Со временем. Не сейчас. А пока остается надеяться на Карачарова. Смутно и непривычно показалось капитану рассчитывать на кого-то, кроме себя и своих ребят. Ненадежно.
А тем временем пусть ему все-таки вольют этого зелья. Спокойнее будет на душе. Нерешенных проблем сразу станет вдвое меньше.
Так думал он, возвращаясь из энергодвигательного корпуса и привычно сохраняя подтянутый капитанский вид.
Разговор он услышал случайно, проходя по пассажирской палубе мимо бара. Мила и Нарев. Ее звонкий голос не спутать ни с контральто Веры, ни с хорошо поставленным меццо актрисы. Не говоря о Зое — ее голос капитан не спутал бы ни с чьим и никогда.
Устюг сразу же невольно остановился, хотя это и было нехорошо. Он почему-то испугался, что Мила и Нарев увидят его в открытую дверь, и ему стало отчего-то неудобно, что он застал их вместе.
— …Вы остаетесь одна. Я не могу видеть этого. Почему вы не хотите довериться мне?
— Вы ошибаетесь, я верю вам. Но вы ничем не можете мне помочь.
— Вы неправы. Я могу помочь. Я ведь все понимаю. И пусть я никогда в жизни не видал его…
— О ком вы?
— О вашем сыне.
— Не надо. Я запрещаю.
— Но послушайте же меня… Вам нужно с кем-то говорить о нем. И никто не поймет вас так, как я.
— Почему вы так решили?
— Разве вы не понимаете — почему?
— Молчите! — сказала Мила поспешно. — Молчите!
— И вы знаете, что я сделаю для вас все, что могу… и даже больше: то, чего сделать нельзя, за что не возьмется никто, кроме меня.
— Не знаю, что вы имеете в виду. Но если думаете, что помогаете мне, то ошибаетесь: я стараюсь не вспоминать…
— О возвращении?
— Ни о чем. Хочу жить сегодняшним днем…
— Но в сегодняшнем дне есть я!
— Для меня, — сказала она равнодушно, — нет никого.
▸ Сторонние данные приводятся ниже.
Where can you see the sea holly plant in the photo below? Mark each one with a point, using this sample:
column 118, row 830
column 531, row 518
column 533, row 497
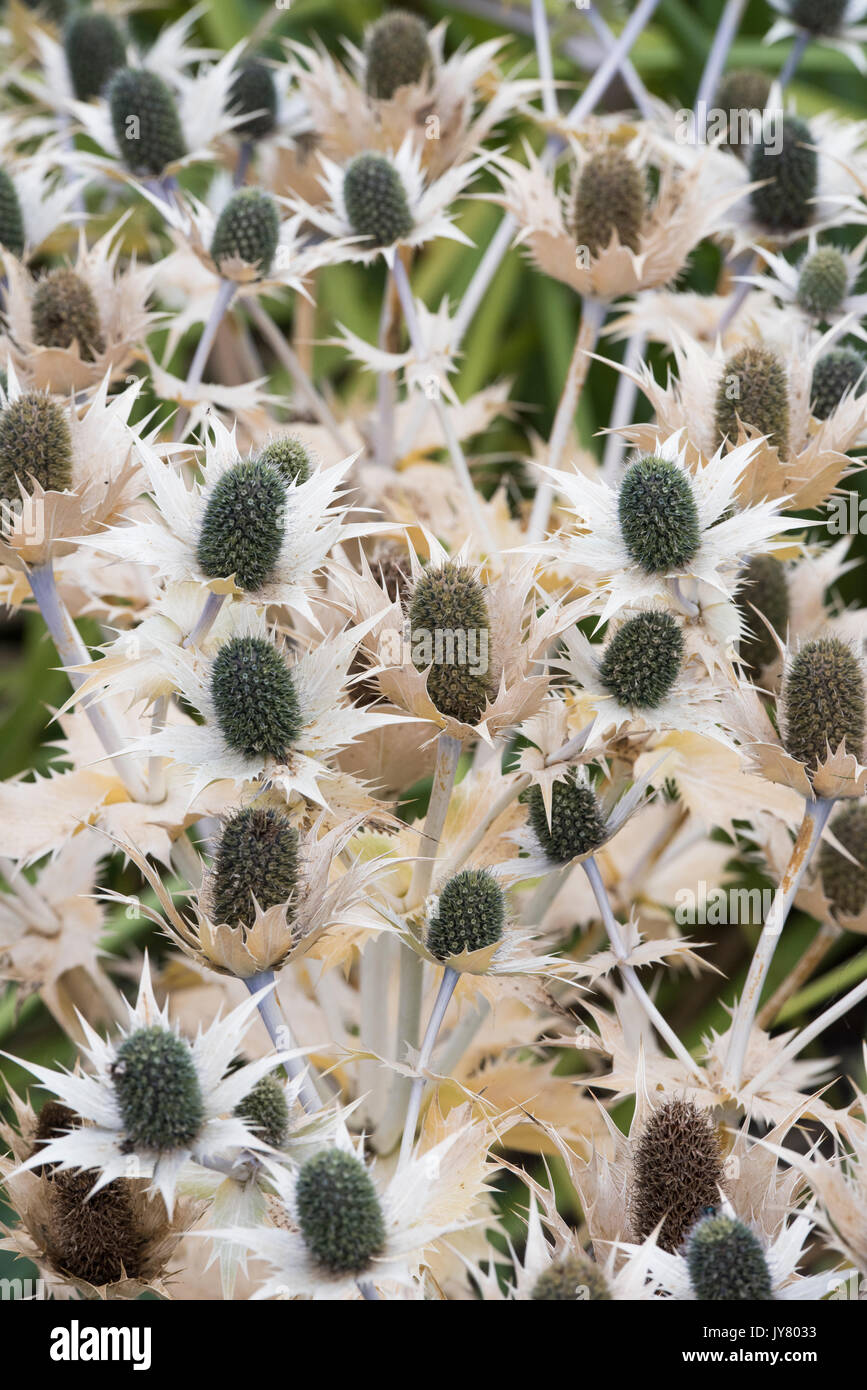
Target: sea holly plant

— Поверьте… поверьте, и я был бы рад не думать о вас. От этих мыслей мне не становится легче. Но не могу, не могу…
Не помогает зелье, подумал капитан. И ему тоже. И всем?
— Я хочу на Землю, — говорила Мила. — К сыну…
— Вы думаете, это реально?
— Да! Я верю доктору Карачарову…
— Но зависит ли это только от него?
— Не понимаю.
— Это, пожалуй, даже хорошо. Но запомните: если никто, даже Карачаров не сможет вам помочь — это сделаю я. Но тогда…
Наконец-то они затворили дверь.
Какой-то миг казалось, что Зоя и капитан бросятся друг к другу, обнимутся, понесут околесицу, смысл которой не в словах, а во всем сразу: в голосе, дыхании, взгляде. Мгновение прошло; оба устояли. Устюг проглотил комок. «Я тебя люблю, — хотел сказать он, — сильнее, чем всегда»… И спросил сухо:
— Почему не действует анэмо? Что ты с ним сделала?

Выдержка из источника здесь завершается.